I tried to find more details on the Guided Meditation Line because I was intrigued. No luck. Not even enough digits to make an outside call possible.

But with a little practice, you can be your own hotline. Feel a need for some calm? Find a place where you can sit without interruptions -- pick up your phone and call your answering machine. Notice your breath. Notice if it gets stuck anywhere in your body, if there are areas of tension. Know you can let it go. Watch your breath, treat your mind like a friend, and just be.

Tuesday, November 13, 2012

Meditation has lasting effects

The changes that take place in the brain during meditation -- reduced activity in the amygdala, which regulates stress response, for instance -- continue after a meditation session ends, according to a research study published this month in Frontiers in Neuroscience.

Researchers at Massachusetts General, Boston College, and other participating institutions also found differences in the brain activity of those who practiced mindfulness-awareness meditation and those who did compassion practices during meditation sessions.

“The two different types of meditation training our study participants completed yielded some differences in the response of the amygdala – a part of the brain known for decades to be important for emotion – to images with emotional content,” says GaĆ«lle Desbordes, PhD, a research fellow at the Athinoula A. Martinos Center for Biomedical Imaging at MGH and at the BU Center for Computational Neuroscience and Neural Technology, corresponding author of the report. “This is the first time that meditation training has been shown to affect emotional processing in the brain outside of a meditative state.”

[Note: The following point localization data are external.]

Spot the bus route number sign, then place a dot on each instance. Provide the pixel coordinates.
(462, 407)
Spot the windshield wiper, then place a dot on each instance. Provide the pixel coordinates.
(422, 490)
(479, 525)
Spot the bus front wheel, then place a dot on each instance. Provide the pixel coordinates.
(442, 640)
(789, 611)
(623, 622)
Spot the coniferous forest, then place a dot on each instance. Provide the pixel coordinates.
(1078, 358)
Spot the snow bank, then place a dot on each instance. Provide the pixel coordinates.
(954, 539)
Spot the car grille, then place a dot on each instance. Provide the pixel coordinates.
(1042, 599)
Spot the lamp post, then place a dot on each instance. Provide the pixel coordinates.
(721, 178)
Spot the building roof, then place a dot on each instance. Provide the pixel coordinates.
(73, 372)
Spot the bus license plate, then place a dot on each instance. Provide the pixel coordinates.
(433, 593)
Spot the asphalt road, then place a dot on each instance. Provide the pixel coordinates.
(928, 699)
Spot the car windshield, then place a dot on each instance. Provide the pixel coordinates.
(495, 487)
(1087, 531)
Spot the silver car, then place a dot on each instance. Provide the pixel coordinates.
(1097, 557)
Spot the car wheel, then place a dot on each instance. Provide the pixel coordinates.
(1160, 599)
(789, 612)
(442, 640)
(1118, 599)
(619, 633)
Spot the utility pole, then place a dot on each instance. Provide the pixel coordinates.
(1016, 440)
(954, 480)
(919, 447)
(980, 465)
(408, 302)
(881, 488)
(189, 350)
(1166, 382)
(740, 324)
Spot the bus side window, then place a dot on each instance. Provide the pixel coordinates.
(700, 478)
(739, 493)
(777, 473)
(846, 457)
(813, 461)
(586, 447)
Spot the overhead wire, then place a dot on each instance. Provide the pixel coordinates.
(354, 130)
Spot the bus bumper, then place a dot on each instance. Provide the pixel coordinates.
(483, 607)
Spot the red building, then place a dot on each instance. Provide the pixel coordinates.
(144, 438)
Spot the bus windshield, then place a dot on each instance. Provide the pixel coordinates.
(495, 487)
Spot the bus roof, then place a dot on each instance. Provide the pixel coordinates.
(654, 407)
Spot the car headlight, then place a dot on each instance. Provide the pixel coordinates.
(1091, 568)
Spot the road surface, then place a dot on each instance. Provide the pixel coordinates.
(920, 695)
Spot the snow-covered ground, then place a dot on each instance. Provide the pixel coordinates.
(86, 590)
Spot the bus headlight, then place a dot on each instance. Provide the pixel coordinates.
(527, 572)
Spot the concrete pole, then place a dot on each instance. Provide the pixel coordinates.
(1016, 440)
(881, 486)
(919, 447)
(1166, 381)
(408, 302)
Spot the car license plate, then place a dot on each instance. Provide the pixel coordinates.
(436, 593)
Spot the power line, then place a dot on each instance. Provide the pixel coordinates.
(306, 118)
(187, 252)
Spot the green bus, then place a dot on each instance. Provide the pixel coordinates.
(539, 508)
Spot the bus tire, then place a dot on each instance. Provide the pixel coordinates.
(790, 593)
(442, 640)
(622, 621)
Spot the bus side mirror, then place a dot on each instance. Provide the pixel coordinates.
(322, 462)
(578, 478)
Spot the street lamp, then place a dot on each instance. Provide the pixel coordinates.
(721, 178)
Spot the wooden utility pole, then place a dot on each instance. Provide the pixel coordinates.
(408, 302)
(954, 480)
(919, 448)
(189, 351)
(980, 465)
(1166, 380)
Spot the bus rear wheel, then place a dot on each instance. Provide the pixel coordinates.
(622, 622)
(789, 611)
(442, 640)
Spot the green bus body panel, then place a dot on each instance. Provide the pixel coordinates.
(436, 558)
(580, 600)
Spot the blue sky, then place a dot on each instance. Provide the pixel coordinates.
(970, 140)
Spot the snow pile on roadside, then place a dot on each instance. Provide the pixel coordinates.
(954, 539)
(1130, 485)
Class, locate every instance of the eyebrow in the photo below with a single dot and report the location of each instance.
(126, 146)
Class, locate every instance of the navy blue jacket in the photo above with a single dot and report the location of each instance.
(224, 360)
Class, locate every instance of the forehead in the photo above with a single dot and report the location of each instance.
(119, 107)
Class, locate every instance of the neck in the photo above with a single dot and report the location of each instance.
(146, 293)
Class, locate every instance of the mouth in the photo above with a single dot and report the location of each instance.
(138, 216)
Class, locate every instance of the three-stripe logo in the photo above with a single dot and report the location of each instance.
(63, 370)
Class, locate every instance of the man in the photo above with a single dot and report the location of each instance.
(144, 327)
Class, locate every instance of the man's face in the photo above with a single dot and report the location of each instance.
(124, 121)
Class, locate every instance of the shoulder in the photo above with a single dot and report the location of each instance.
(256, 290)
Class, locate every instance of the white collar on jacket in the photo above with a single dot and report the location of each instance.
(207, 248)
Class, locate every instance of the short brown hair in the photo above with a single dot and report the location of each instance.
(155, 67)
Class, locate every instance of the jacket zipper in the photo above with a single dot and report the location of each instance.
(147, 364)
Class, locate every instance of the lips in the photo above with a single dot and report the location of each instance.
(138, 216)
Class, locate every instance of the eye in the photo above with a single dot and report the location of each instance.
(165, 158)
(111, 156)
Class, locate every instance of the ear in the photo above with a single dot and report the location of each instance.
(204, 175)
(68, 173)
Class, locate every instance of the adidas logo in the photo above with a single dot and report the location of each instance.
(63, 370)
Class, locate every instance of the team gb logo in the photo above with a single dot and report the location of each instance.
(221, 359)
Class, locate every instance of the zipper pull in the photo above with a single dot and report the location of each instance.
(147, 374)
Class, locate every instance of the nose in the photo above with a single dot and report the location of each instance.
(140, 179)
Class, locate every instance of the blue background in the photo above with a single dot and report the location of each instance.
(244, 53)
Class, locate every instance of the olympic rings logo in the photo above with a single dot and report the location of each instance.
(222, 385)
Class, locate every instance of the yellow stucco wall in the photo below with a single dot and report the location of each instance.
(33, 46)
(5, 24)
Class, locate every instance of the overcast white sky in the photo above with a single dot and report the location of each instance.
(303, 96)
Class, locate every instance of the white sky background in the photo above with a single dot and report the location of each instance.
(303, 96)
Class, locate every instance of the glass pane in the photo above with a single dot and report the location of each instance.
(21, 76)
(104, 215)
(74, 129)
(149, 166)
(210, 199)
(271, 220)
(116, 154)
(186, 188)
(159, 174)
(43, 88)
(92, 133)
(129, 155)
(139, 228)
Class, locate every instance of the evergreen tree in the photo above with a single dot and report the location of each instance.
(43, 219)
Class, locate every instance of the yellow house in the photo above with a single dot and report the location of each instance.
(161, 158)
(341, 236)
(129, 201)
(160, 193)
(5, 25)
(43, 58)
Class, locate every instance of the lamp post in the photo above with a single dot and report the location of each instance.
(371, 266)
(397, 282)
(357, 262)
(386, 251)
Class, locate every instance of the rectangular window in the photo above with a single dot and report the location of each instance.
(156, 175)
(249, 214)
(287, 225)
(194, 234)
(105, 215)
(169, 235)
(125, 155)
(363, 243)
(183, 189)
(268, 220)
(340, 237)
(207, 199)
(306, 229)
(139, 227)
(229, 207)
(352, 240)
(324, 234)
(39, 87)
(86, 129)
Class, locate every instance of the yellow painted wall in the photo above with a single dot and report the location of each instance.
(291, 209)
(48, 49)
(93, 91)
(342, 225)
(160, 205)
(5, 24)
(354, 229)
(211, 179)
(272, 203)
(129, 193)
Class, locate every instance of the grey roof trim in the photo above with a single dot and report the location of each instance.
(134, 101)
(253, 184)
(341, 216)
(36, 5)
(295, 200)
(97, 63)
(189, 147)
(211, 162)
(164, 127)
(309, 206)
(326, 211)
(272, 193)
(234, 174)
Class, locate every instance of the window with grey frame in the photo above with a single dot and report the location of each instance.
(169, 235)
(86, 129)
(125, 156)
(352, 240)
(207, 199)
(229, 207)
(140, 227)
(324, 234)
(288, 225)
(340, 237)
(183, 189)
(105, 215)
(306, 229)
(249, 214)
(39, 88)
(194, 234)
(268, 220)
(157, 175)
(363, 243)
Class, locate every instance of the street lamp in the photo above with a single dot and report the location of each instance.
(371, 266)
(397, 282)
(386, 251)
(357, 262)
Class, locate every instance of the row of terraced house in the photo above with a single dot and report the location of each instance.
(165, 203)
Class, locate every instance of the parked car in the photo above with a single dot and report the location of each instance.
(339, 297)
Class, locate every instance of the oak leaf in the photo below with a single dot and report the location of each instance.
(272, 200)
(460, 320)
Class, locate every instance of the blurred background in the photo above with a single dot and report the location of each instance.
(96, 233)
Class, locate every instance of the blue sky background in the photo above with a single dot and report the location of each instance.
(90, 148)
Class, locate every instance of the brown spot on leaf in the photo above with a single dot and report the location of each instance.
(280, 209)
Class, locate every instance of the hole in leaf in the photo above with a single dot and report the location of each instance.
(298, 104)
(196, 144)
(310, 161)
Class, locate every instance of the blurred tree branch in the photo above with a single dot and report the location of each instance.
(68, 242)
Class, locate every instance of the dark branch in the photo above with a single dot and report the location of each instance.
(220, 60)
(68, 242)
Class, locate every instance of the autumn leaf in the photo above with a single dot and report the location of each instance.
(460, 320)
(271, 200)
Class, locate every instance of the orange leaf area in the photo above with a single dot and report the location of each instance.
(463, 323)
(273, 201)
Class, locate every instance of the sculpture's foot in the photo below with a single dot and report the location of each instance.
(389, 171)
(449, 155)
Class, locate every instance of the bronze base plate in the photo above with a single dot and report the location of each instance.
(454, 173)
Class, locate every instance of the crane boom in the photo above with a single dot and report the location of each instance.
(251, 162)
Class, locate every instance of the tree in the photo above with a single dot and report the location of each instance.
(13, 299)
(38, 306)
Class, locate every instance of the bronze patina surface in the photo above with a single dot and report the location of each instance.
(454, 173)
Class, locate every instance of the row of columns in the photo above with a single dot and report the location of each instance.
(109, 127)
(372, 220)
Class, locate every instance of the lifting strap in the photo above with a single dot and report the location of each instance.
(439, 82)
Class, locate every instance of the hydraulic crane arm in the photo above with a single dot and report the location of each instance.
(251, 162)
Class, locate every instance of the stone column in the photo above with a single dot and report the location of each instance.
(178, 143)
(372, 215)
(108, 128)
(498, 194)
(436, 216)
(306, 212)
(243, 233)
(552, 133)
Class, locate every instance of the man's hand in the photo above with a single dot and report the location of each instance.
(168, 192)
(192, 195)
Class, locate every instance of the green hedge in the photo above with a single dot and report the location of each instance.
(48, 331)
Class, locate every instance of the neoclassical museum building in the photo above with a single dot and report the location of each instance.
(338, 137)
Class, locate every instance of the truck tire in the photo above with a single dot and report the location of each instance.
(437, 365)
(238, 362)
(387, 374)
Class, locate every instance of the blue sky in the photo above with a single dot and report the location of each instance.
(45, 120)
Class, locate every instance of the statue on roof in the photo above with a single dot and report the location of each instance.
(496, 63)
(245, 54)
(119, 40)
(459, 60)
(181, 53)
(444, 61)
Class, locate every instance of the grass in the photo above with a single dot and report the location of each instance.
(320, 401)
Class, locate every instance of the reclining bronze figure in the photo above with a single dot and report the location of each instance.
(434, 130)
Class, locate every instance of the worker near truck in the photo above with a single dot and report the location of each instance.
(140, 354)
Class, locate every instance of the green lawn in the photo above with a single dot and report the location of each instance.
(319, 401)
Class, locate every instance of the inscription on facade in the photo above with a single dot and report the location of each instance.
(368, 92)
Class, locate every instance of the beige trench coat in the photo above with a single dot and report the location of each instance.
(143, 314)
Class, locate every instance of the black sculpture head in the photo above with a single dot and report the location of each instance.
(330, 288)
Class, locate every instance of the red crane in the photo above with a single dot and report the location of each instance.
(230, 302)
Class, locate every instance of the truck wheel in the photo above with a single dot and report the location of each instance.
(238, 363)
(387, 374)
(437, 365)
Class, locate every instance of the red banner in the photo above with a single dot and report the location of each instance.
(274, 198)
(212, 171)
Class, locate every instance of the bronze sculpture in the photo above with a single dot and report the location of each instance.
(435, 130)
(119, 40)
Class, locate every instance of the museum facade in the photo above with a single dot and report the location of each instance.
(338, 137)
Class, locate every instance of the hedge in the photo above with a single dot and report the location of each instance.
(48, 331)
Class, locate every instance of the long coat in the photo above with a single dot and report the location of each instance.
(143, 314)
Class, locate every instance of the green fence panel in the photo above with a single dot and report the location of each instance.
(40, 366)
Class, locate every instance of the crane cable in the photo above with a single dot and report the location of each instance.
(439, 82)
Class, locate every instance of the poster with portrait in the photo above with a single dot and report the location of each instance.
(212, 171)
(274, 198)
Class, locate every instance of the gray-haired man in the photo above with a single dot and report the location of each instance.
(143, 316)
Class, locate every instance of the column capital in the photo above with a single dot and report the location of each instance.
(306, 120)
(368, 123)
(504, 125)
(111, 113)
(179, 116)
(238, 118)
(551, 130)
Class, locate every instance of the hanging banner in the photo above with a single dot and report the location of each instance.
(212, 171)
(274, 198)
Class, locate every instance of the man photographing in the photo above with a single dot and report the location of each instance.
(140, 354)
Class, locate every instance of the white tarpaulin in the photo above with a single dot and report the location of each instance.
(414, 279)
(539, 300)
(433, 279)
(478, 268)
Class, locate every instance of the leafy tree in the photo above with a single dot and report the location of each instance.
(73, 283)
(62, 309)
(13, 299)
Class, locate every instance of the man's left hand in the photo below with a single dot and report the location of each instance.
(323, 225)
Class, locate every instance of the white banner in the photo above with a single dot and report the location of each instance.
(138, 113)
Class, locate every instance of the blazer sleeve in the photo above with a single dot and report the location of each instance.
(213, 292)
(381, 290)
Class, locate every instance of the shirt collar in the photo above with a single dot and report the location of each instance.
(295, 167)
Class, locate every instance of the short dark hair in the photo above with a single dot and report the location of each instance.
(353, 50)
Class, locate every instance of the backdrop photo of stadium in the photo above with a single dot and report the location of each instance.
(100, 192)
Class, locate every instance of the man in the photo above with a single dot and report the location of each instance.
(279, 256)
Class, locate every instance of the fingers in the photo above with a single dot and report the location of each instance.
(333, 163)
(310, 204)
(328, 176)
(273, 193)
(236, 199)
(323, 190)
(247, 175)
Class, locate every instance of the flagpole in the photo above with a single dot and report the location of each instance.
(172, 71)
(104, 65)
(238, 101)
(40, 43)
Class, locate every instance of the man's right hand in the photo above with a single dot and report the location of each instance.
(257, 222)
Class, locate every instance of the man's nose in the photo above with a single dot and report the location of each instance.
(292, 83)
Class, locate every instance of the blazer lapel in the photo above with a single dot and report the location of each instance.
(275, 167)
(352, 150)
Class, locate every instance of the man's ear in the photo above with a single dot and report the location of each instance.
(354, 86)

Participants in three groups took part in eight-week trainings in either mindfulness-awareness meditation, compassion meditation, or general health classes. They had brain-imaging tests before and after the programs as they viewed photographs.

In the mindful attention group, the after-training brain scans showed a decrease in activation in the right amygdala in response to all images, supporting the hypothesis that meditation can improve emotional stability and response to stress. In the compassion meditation group, right amygdala activity also decreased in response to positive or neutral images. But among those who reported practicing compassion meditation most frequently outside of the training sessions, right amygdala activity tended to increase in response to negative images – all of which depicted some form of human suffering. No significant changes were seen in the control group or in the left amygdala of any study participants.

“We think these two forms of meditation cultivate different aspects of mind,” Desbordes explains. “Since compassion meditation is designed to enhance compassionate feelings, it makes sense that it could increase amygdala response to seeing people suffer. Increased amygdala activation was also correlated with decreased depression scores in the compassion meditation group, which suggests that having more compassion towards others may also be beneficial for oneself. Overall, these results are consistent with the overarching hypothesis that meditation may result in enduring, beneficial changes in brain function, especially in the area of emotional processing.”